Ich bin dankbar, dass ich mit meinen Beiträgen zur Rentenversicherung, wie alle meiner Zeitgenossen auch – ich bin ein unmittelbares Nachkriegskind – dazu betragen konnte, dass meine Eltern, die entscheidend mitgeholfen haben, dieses Land nach den Folgen eines Krieges, den nicht Sie, sondern Ihre Eltern zu verantworten hatten und haben, denn diese waren es, jene Generation, die Hitler und seine Schergen zur Macht verhalfen. Unsere Eltern verbrachten Ihre Jugend in den Schützengräben und in den Arbeitsdiensten, die von oben verordnet waren. Sie waren es, die um diese Ihre Jugend betrogen, ihr Leben ließen, oder wie mein Vater, der angeschossen und dadurch verstümmelt, aber lebend vom Schlachtfeld zurück kam, nach dem Krieg begannen, mit ihren Händen dieses Land wieder aufzubauen, dessen Niedergang ihre Elterngeneration zu verantworten hatten.

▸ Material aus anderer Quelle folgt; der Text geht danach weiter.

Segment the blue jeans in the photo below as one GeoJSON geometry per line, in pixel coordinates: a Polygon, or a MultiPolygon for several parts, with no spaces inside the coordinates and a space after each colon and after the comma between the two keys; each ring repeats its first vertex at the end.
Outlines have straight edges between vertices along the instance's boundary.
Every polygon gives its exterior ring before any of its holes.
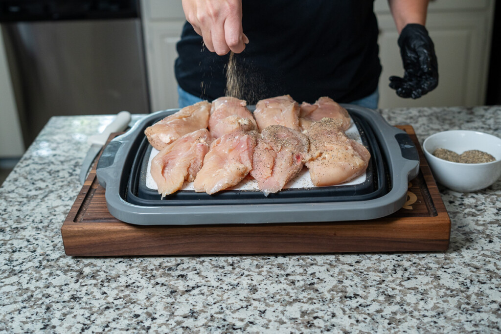
{"type": "MultiPolygon", "coordinates": [[[[192,95],[181,87],[177,86],[177,94],[179,96],[178,98],[178,103],[179,104],[179,108],[184,108],[188,106],[195,104],[197,102],[203,101],[200,98],[197,98],[194,95],[192,95]]],[[[365,107],[370,109],[375,109],[377,108],[378,102],[379,101],[379,91],[377,88],[370,95],[366,96],[365,98],[354,101],[351,103],[351,104],[355,104],[361,107],[365,107]]]]}

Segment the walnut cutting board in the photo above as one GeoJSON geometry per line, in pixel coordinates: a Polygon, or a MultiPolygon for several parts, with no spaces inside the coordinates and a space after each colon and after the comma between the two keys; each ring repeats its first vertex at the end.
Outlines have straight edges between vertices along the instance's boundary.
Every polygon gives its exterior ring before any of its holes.
{"type": "Polygon", "coordinates": [[[335,222],[135,225],[108,212],[95,165],[61,228],[65,251],[87,256],[445,250],[449,216],[414,130],[397,127],[416,145],[420,171],[409,183],[407,202],[389,216],[335,222]]]}

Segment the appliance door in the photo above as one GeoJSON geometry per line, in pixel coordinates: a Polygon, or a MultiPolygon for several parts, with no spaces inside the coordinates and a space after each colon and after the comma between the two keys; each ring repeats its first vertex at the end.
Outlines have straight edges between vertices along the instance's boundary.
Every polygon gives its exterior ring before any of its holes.
{"type": "Polygon", "coordinates": [[[140,19],[3,28],[27,144],[53,116],[149,112],[140,19]]]}

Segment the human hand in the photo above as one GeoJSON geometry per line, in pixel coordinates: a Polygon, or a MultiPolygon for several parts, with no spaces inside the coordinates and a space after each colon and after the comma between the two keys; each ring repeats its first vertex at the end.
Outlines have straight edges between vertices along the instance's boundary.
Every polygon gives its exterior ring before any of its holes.
{"type": "Polygon", "coordinates": [[[417,99],[438,85],[438,67],[433,42],[423,26],[409,24],[402,30],[398,46],[404,77],[390,77],[390,87],[402,98],[417,99]]]}
{"type": "Polygon", "coordinates": [[[223,56],[245,49],[241,0],[182,0],[182,5],[186,20],[209,51],[223,56]]]}

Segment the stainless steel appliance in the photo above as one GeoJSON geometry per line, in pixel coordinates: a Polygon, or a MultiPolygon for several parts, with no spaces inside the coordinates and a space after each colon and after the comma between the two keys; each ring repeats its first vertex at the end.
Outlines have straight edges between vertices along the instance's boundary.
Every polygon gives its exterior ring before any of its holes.
{"type": "Polygon", "coordinates": [[[149,112],[136,0],[3,0],[0,21],[27,145],[53,116],[149,112]]]}

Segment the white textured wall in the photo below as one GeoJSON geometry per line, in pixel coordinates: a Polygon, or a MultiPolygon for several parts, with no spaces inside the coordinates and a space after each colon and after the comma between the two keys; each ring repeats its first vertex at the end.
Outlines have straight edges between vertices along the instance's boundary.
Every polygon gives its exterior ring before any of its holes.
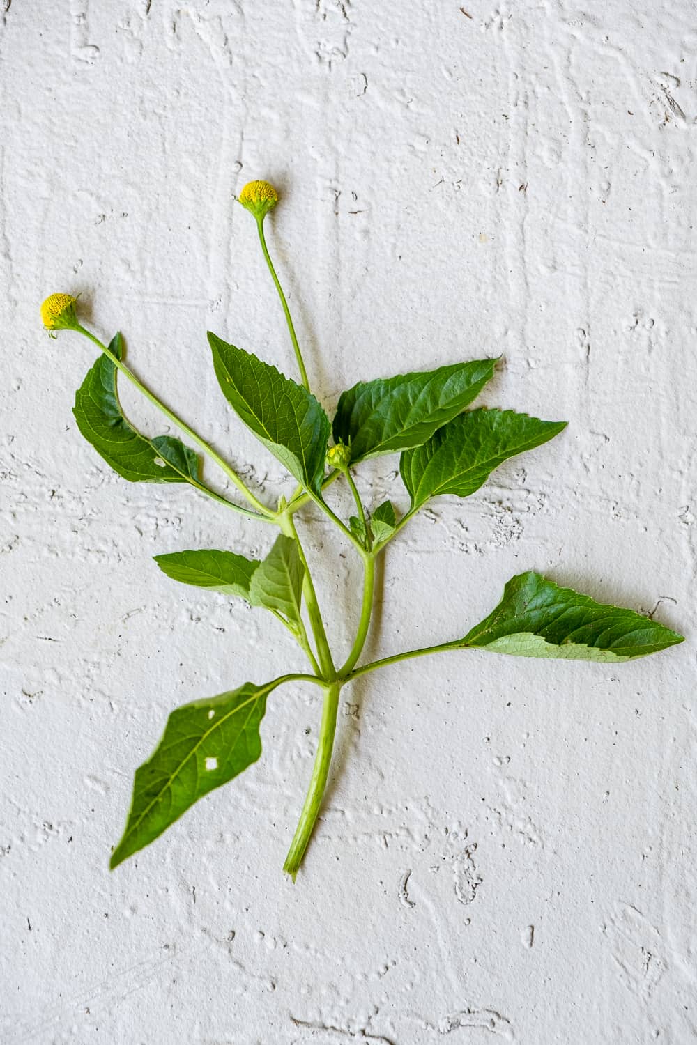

Nun selbst im Rentenalter, müssen wir uns sorgen, ob unsere Generation noch alleine mit der Rente durchkommen werden. Jeder mag sich selbst ausrechnen, wie es gehen soll, wenn er von heute auf morgen, bei Renteneintritt, von ca. 2500 € Nettoeinkommen nur noch 48 % = 1200 € Rente, zum Leben verfügbar hat. Das sind ca. 20 % der Rentner in der BRD, weitere 42 % der Rentner müssen mit unter 1000 € / Monat auskommen. Ist das eine gerechte Altersversorgung bei den Lebenshaltungskosten die wir derzeit haben?! Wer nichts zurücklegen konnte oder zurück gelegt hat, muss sich ernsthaft Gedanken machen, wie es weitergehen soll für ihn… Hier wird – über kurz oder lang – eine ganze Generation zu Sozialempfängern, wenn die Politik nicht handelt und nicht will, dass diese Generation nicht auf die Barrikaden geht. Verdient hat sie so eine Behandlung nicht! Es ist eine Schande und eine Anfrage an die Politik, mit ansehen zu müssen, dass es in diesem Lande Menschen gibt, die ein Leben lang gearbeitet haben und trotzdem im Alter Flaschen aus Papierkörben sammeln müssen, nicht um zu leben, sondern um zu überleben! Solche Zustände sind ein Skandal dann, wenn wir wirklich so reich wären, wir man uns ständig glauben machen möchte! Denn, dass es anders ist, beweist uns alleine schon die oben beschriebenen Rentenbezüge!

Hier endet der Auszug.